Flydubai, legally Dubai Aviation Corporation, is a government-owned budget airline in Dubai, United Arab Emirates with its head office and flight operations in Terminal 2 of Dubai International Airport. The airline operates a total of 95 destinations, serving the Middle East, Africa, Asia and Europe from Dubai.
Customer encountered the following challenges which inclined them to evaluate and leverage capabilities of High Availability (HA) Architecture
- Flydubai needed a decentralized system to make their jobs and transformations highly available, secure, reliable, scalable and cost effective.
- Flydubai was interested in an approach that over comes the fail overs of the server that held the jobs and transformations.
- Flydubai also had a critical requirement of hosting in multiple availability zones in order to ensure business continuity and high availability.
- Flydubai also had a fundamental requirement of a robust and reliable disaster recovery setup in case of any unprecedented circumstances due to encounters previously faced.
With the spontaneous growth of data, it has been complex task for business organizations like Flydubai to get a real value from big data.
Pentaho provides, the innovative Streamlined Data Refinery (SDR) which is a flexible, economical way to process and automate delivery of information to many users for many analytical purposes. It sets a new standard of data delivery by streamlining the process, empowering business users like Flydubai. The design pattern accommodates an on-demand process from user-initiated data requests, blending and refining the data, automatic analysis schema generation, and the ability to publish analytical data sets in any format.
Pentaho’s highly scalable data integration engine, managed through its intuitive end user interface, provides the glue between the various data sources and stores in this architecture. This process can be actioned on-demand using PDI:
- Blending & Orchestration: PDI absorbs data from any data source and then processes, cleanses and blends the data to drive insight.

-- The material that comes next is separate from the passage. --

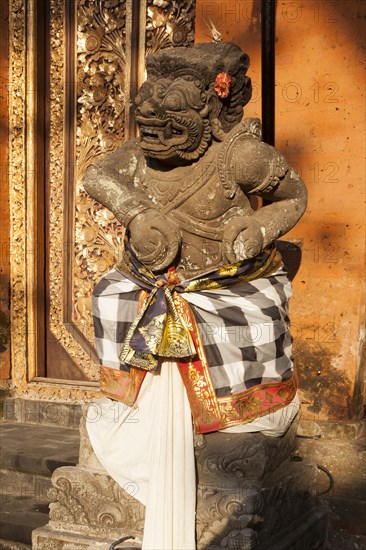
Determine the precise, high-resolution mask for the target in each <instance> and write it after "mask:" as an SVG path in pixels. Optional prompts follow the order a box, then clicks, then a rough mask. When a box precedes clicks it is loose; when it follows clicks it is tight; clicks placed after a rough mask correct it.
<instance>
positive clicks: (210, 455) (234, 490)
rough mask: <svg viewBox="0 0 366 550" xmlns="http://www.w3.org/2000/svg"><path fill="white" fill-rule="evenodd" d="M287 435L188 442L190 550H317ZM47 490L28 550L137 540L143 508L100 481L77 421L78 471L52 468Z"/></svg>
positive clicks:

- Automatic Modelling & Publishing: PDI, as part of the data orchestration process, creates an schema and publishes it to Analytics or database server for end user visualization.
- Governance: It can promptly validate data sources blended at the source, allowing for the right measure of control. Governed Data Delivery is the delivery of blended, trusted and timely data to power analytics, regardless of positions.
Most installations of Pentaho are single-server installations. This solution works well in small- and medium-sized organizations where users and developers are limited to a handful of people. However, in large scale deployments, a clustered High Availability (HA) solution is needed to address the increase in data processing and concurrent user connections.
Client requests and application loads are distributed across many servers in the same datacenter, or many datacenters, in either an active-active or active-passive mode. Requests and application load automatically fail over, when using routing policies, in case of failure of primary servers.
We have deployed active-passive mode of load balancing for Flydubai where, two servers are made to point to the common data base repository. One server is made up and is called active server and the other is down and called Passive server. When one server is in active mode the other will be in the passive mode. When the active server fails over the passive server turns out to be active without disturbing the scheduled jobs and transformations. High Availability process have been carried out with the help of http proxy Load balancing server.
Project starts with requirement gathering and platform setup. PDI Enterprise edition is deployed with High availability mode of Active passive approach. A Tomcat Proxy server acts as load balancer and a SQL SERVER as database repository. PDI machines is Whitelisted in source systems. The associated Jar files and plugins required for smooth running of PDI are added. ETL jobs and Transformations are migrated from existing setup into PDI HA machines. Scheduler is set up to run the jobs at specified intervals based on existing setup. Version control is configured to maintain the change management within the PDI repository. Post setting up of ETL Pipelines, the flow is verified, and the data is validated from customer’s end. The project can now be pushed for production release. Post training and KT, signoff marks the project completion.
HA deployment helps to understand how to achieve scalability, Application latency reduction, Application maintenance and disaster recovery in Pentaho environment. Also helps to Achieve data security.